In the precis to the Australian Academy of Science’s 2011 book Negotiating our future: living scenarios for Australia to 2050, the Academy notes that, ‘The future is uncertain, contested, and ultimately shared.’
It’s a memorable phrase with serious implications, which is why I co-opted it for the title of this report. The writers go on to say:
‘The uncertainty of the future is experienced everywhere, from weather to politics to the fragility of human existence. The contestability of the future is also familiar, from struggles between people and groups of different convictions for control of choices about pathways. Yet as the future rolls inevitably into the present, multiple pathways and choices crystallise into actual events that form shared realities for individuals, communities and nations.’
The Academy’s members assert that we as Australian citizens have a fundamental right to contribute to the shaping of Australia’s future. Each of us must be able to share our vision for the country’s future, to speak and be listened to.
As they say: ‘Grappling with these realities is only possible through conversation, at national scale and over a prolonged period.’
However, as the Academy has pointed out elsewhere, at this time the only groups regularly engaged in forecasting and planning for Australia’s long-term future are politicians and private corporations.
This was the impetus for the series of public forums held as part of the Australia 2050 project over 2012-13, in which the Academy invited members of the public to take part in conversations about the country’s future and to share their views.
As valuable as those public forums were, it is not enough to simply have a platform where we can voice our innermost hopes and fears about the future; we need to be supported to help us use this opportunity effectively.
It is simple to respond emotionally to the events of today; it is extremely difficult to think constructively about the world 10, 20 or 50 years from now. For most of us it is difficult to critically and constructively imagine something so abstract, and public forums without careful guidance run the risk of losing focus and descending into platitudes.
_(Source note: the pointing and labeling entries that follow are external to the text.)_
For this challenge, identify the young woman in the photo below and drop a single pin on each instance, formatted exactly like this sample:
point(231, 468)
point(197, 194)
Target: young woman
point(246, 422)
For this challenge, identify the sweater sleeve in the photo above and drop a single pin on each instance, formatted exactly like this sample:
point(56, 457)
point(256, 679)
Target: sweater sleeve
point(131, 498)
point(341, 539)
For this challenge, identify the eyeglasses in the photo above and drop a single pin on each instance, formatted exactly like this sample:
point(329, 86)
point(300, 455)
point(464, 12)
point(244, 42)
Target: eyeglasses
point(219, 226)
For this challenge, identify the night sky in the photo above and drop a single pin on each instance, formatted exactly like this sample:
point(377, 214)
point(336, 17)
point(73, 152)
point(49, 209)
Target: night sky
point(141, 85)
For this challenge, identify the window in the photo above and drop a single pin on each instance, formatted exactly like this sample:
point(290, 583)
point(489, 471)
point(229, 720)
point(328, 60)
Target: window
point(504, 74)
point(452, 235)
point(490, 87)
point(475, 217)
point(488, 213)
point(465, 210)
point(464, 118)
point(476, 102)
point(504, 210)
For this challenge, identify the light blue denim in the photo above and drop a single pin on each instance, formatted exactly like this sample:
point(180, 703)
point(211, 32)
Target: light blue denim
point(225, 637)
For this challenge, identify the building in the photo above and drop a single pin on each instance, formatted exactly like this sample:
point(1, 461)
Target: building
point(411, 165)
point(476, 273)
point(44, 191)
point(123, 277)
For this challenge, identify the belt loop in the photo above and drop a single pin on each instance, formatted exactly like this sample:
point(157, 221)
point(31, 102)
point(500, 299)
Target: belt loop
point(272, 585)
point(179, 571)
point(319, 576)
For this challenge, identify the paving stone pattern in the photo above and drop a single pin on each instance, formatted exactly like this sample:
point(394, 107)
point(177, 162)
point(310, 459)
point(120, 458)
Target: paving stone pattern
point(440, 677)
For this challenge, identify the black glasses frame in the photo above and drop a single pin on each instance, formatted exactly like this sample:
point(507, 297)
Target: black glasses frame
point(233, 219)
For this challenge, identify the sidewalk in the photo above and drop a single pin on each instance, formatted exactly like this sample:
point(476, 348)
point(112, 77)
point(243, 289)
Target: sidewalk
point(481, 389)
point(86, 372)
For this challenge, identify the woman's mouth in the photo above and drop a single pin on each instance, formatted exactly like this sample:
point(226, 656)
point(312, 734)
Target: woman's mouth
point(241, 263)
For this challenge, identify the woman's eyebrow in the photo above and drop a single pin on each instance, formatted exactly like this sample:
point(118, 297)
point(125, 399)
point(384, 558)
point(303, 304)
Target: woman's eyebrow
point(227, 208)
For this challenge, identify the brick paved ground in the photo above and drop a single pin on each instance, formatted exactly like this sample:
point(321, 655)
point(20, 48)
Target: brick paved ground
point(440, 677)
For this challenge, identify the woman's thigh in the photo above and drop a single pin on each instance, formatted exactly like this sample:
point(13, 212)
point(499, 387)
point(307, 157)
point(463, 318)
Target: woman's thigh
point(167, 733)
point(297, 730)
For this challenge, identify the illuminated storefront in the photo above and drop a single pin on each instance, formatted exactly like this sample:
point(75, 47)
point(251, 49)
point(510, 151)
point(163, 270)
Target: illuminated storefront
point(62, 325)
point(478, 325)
If we non-specialists wish to contribute meaningfully to the shaping of Australia’s future, we need access to tools that can help us shape our thinking around this difficult topic.
We need frameworks and structures that can help us visualise the possible shapes of the world to come, and to help form our most deeply-felt opinions and dreams into tangible, achievable visions for a future Australia.
Critical tools for thinking about the future do exist. This is the domain of futurists, who over the last few decades have developed a sophisticated and varied set of strategies and methods to help us come to grips with the challenge of looking ahead.